PLAN-create phase 5: backing-file polish

Prompt

Before responding to questions or discussion points in this document, explore the instar codebase thoroughly. Read relevant source files, understand existing patterns (VMM structure, guest operation layout, shared crate conventions, call table ABI, format parsing, test infrastructure), and ground your answers in what the code actually does today. Do not speculate about the codebase when you could read it instead. Where a question touches on external concepts (QCOW2, VMDK, VHD/VHDX, KVM, virtio, disk image formats, qemu-img semantics), research as needed to give a confident answer. Flag any uncertainty explicitly rather than guessing.

This is a phase plan under PLAN-create.md. Phases 1–4 shipped the metadata emitters, guest binary, host CLI subcommand, and -o option parser. Phase 5 closes the backing-file gaps phase 3 deferred and adds the chain-related edge-case tests the master plan asked for.

Mission

Most of the backing-file surface already shipped in phase 3 (clap flags -b / -F / -u, path resolution relative to the new image's directory, attach as input device 0, embed the user-typed path verbatim, guest-side header parsing for raw / qcow2 / vmdk / vhd). Phase 5 closes the remaining gaps and adds the tests:

  1. VHDX-as-backing virtual_size extraction. Phase 2e's read_backing_virtual_size returns ERROR_BACKING_PARSE_FAILED for vhdx backings because vhdx stores virtual_size in a metadata-region item that requires walking three regions. Wire it up via the vhdx crate's VhdxState::init, which already does the walk.

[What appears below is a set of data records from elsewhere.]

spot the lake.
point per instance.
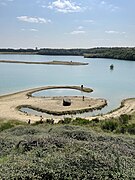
(113, 85)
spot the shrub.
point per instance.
(80, 121)
(124, 118)
(6, 125)
(65, 121)
(131, 129)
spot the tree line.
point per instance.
(124, 53)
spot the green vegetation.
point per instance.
(123, 53)
(72, 149)
(112, 53)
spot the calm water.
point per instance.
(112, 85)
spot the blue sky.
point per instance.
(66, 23)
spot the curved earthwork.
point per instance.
(11, 104)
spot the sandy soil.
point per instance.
(9, 104)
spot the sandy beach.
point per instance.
(10, 104)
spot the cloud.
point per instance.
(34, 19)
(114, 32)
(108, 6)
(4, 2)
(65, 6)
(77, 32)
(111, 32)
(89, 21)
(33, 30)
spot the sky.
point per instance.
(67, 23)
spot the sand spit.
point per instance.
(11, 103)
(71, 63)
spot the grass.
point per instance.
(72, 149)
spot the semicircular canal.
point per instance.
(59, 92)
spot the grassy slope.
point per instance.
(64, 151)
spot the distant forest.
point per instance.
(124, 53)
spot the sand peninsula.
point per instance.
(71, 63)
(10, 105)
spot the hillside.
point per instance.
(77, 150)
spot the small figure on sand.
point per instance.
(81, 87)
(111, 67)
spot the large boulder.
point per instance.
(66, 102)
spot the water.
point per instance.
(112, 85)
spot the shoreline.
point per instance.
(45, 63)
(10, 103)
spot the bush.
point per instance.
(6, 125)
(80, 121)
(131, 129)
(124, 118)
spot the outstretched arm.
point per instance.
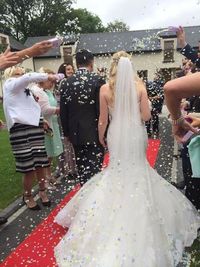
(175, 90)
(8, 59)
(103, 117)
(144, 103)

  2. VMDK parentCID computation. Phase 1d's build_vmdk_descriptor_with_backing hard-codes parentCID=deadbeef because it has no way to know the parent's real CID. When the target is vmdk and the backing is vmdk, the guest reads the parent's descriptor (via the vmdk crate's read_and_parse_descriptor) and plumbs the real CID up through Qcow2/Vmdk/...CreateOpts into build_vmdk_descriptor_with_backing.

  3. Clearer backing-related errors. Today every backing failure (unknown format, parse failed, too-large) collapses to one of a few error codes with terse messages. Add a couple of new codes and improve the host-side message table so users see what specifically went wrong.

  4. Integration tests for the corners the master plan called out: backing-chain non-recursion, vhdx-as-backing, vmdk-from-vmdk with real parentCID, missing-file (host path-resolution error), backing-format mismatch (auto-detect catches it), backing-file-too-large-for-target.

  5. Internal docs (CHANGELOG / AGENTS / ARCHITECTURE) noting the closures.

Out of scope, deferred to future work or other phases:

  • Differencing VHD / VHDX as the target of create. Phases 1e and 1f explicitly return BackingFileUnsupported when asked to emit a differencing VHD (DISK_TYPE_DIFFERENCING) or a parent-locator-bearing VHDX. The encodings are complex (UTF-16 path encoding, platform-code plumbing, parent locator hash) and the use case is rare; phase 5 keeps them deferred.
  • Backing-chain composition beyond the immediate parent. qemu-img also stops at the immediate parent — the chain is resolved at open time by traversing the file. instar's behaviour already matches: -b writes one backing reference; the resulting image's child of a child references its immediate parent, not the grandparent. Phase 5 only adds a test that asserts this.
  • --sector-size > 512. Still deferred behind the same "phase 5 may relax this" note phase 3 left, but doing it requires the planner to emit coalesced sector-sized writes (a crates/create change, not a host-side change). Defer to a dedicated follow-up phase.
  • Multi-file VMDK subformats (monolithicFlat, twoGbMaxExtent*). Tracked separately in PLAN-create.md's Future work; requires multi-output-device call-table support.
  • Encrypted backing. Tracked separately under encryption future work.

What the survey turned up

Phase 3 backing-file surface (already shipped)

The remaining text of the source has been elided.